I like that, scissors are always a forgotten tool, but once you start using them you use them for everything!


----------



## mike8913 (Mar 22, 2008)

Someday said:


> Is it just me or have Chens' quality deteriorated in the last few years? They seem flimsier and more prone to wear and tear than some of my old pairs. Dunno if its me or the product is being manufactured cheaper.


Agreed... Trying to find a brand to replace them. Any tips?


----------



## gilest (Apr 1, 2011)

The most important tool is the million dollar tool, the "rubber spatula", waste is money.


----------



## pollopicu (Jan 24, 2013)

I recently discovered this whisk, and it's become one of the most useful tools in my kitchen.


----------



## hpross (Feb 5, 2013)

1. Konosuke HD Chef knife - stones to sharpen. 

2. Sharpie/Pencil

3. Bowl Scraper

4. Off Set / Plating Tongs

5. Spoon


----------



## robbie rensel (Feb 21, 2013)

gilest said:


> The most important tool is the million dollar tool, the "rubber spatula", waste is money.


Good point, this would always be my pet peeve for new cooks in the kitchen. They would not scrape out every last bit of a container. Good thought, would have never came to mind.


----------



## robbie rensel (Feb 21, 2013)

Pollopicu said:


> I recently discovered this whisk, and it's become one of the most useful tools in my kitchen.


What is your favorite thing to use it for?


----------



## pollopicu (Jan 24, 2013)

I use it for roux mostly, but it also comes in handy for small amounts of pan sauces.


----------



## nibbles (Feb 12, 2013)

shun premier knives

microplane zester, I swear I use this almost daily

kitchen shears


----------



## vagabond (Jan 26, 2014)

Spoons, Fish Spat, chef knife, utility knife, towels, tape, sharpie.

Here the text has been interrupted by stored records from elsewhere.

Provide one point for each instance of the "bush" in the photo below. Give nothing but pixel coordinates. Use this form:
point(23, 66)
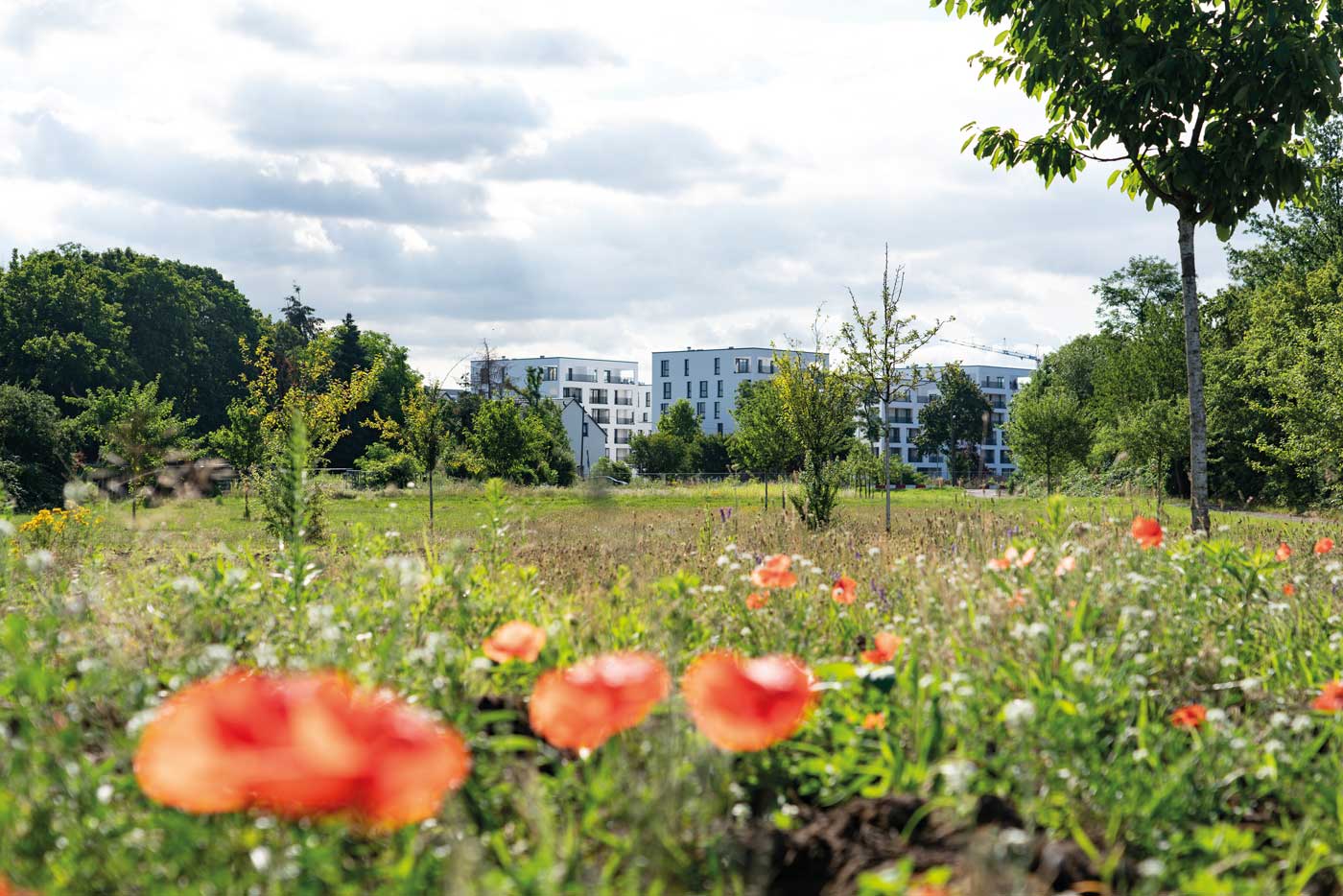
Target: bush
point(383, 466)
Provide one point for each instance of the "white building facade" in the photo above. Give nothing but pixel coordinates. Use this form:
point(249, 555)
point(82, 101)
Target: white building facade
point(1000, 386)
point(708, 378)
point(608, 391)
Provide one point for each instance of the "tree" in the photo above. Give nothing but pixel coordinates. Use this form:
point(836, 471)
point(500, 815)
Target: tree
point(425, 430)
point(1205, 104)
point(877, 349)
point(140, 436)
point(955, 420)
point(34, 449)
point(1048, 430)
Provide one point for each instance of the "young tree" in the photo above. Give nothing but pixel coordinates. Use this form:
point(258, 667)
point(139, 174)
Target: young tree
point(425, 430)
point(1205, 103)
point(955, 420)
point(1047, 430)
point(877, 349)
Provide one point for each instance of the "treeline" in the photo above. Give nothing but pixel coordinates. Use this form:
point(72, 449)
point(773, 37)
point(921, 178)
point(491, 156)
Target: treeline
point(1112, 406)
point(117, 365)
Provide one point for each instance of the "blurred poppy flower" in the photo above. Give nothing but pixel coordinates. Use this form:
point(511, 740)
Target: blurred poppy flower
point(745, 704)
point(298, 744)
point(1190, 717)
point(583, 705)
point(1147, 531)
point(1330, 698)
point(514, 640)
point(884, 648)
point(775, 573)
point(843, 590)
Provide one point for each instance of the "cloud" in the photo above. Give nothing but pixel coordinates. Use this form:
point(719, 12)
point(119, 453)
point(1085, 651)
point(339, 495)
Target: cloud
point(526, 47)
point(271, 26)
point(641, 157)
point(34, 20)
point(419, 123)
point(51, 151)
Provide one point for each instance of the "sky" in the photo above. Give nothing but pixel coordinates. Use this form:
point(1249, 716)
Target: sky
point(588, 177)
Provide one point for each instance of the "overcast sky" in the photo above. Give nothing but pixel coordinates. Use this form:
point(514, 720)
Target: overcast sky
point(588, 177)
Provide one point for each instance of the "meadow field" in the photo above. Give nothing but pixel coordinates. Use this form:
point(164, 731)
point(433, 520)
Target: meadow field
point(1053, 705)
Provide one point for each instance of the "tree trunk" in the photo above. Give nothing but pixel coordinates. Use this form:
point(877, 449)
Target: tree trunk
point(885, 462)
point(1194, 371)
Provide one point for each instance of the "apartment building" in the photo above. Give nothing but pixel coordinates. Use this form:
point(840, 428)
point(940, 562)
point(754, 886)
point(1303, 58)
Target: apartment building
point(608, 391)
point(1000, 386)
point(708, 378)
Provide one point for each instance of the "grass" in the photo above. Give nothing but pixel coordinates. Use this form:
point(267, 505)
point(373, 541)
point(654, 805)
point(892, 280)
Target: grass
point(1045, 694)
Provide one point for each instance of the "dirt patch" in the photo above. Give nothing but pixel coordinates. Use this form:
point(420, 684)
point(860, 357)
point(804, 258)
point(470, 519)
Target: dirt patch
point(994, 855)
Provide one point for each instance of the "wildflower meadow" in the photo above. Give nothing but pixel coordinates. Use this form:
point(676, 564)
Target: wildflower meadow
point(671, 691)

Don't walk onto a line without any of these.


----------



## beastmasterflex (Aug 14, 2013)

Boot. For placement in peoples asses.


----------



## phaedrus (Dec 23, 2004)

I suppose that my Japanese knives would probably be at the top of the list, but my 12" Edlund tongs would be hard to live without.  Try them and you'll never go back to the generic Chinese/Indian crap again.


----------



## paul hallinan (Jan 29, 2014)

Hi,

Thanks very much for the responses.

The survey is for my final graduate project in Industrial design.

Much appreciated.

Paul


----------